Проклятие — царство мое, царство мое — одиноко.
Словно золото облачных перьев крепкою бранью заставило путь между мною и вами.
Так вечно, во веки, всю жизнь…
А кто-то живет, мечтая и тут и на небе.
Так вечно, во веки, всю жизнь, вечно желать безответным желаньем, скорбь глодать и томиться.
Власть и тоска.
Беспросветная.
Темная.
И одинокая.
IX
Шла третья неделя, а этап все задерживался.
Казалось, прятался тот день, когда войдет «старший» и объявит, и все подымутся, загудят, споря и собирая рухлядь со всевозможными тайниками для табаку и «струменту».
Назначенный, наконец, на Николу к вечеру, когда уж все было готово, этап был отменен по случаю праздника до следующего дня.

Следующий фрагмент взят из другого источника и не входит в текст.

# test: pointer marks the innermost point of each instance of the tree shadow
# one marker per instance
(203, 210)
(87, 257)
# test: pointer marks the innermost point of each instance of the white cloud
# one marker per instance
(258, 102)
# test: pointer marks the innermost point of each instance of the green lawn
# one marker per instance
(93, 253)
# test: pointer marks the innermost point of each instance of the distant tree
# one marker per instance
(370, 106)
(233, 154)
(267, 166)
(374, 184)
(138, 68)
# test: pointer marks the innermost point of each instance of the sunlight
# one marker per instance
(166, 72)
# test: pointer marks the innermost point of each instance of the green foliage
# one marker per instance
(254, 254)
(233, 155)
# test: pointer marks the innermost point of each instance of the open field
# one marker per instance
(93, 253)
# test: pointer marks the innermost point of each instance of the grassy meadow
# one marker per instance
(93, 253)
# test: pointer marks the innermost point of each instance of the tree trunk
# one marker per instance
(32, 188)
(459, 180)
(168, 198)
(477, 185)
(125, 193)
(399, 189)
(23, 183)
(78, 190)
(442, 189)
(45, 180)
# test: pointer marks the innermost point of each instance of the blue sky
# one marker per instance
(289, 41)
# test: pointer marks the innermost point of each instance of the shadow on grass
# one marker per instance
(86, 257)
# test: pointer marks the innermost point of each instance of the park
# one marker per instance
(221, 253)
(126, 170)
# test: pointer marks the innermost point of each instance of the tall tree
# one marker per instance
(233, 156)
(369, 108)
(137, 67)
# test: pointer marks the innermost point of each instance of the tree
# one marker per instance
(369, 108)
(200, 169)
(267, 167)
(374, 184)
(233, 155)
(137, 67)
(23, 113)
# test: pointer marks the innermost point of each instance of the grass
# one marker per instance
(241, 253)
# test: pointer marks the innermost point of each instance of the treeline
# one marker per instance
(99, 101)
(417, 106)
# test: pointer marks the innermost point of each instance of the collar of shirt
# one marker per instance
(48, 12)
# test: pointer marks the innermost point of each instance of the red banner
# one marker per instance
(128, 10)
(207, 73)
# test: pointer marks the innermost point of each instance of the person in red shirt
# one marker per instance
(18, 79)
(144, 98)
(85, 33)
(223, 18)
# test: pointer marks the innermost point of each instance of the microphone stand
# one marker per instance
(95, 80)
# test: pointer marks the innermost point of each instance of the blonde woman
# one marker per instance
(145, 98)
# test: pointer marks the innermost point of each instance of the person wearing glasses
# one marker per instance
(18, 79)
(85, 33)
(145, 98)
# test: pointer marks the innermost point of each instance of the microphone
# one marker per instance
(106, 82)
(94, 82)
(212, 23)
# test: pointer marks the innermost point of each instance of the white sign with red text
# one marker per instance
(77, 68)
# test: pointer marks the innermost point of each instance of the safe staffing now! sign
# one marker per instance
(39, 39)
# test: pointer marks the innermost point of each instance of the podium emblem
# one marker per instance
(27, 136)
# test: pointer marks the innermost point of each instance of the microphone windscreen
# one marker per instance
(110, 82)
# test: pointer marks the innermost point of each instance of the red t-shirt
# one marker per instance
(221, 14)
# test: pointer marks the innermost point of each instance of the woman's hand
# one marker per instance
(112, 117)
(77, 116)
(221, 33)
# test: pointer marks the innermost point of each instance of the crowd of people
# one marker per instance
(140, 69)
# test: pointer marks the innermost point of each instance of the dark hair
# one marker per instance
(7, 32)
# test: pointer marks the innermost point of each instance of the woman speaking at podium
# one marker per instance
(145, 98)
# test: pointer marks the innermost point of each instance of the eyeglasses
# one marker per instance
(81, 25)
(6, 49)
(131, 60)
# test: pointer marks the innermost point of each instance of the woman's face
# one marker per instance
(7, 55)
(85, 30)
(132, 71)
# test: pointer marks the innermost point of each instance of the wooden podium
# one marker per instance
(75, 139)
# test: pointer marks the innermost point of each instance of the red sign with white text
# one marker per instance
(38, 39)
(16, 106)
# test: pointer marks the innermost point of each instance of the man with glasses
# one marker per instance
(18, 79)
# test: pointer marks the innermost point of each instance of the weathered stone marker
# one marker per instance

Шла третья неделя, как неожиданно для себя Николай очутился в «общей» и еще слабый, не оправившийся от болезни, жил, озираясь, со слипающимися глазами, словно все время засыпал, а кто-то непрерывно будил, или сам поминутно просыпался от чего-то непременно нужного, что прикасалось и напоминало о себе.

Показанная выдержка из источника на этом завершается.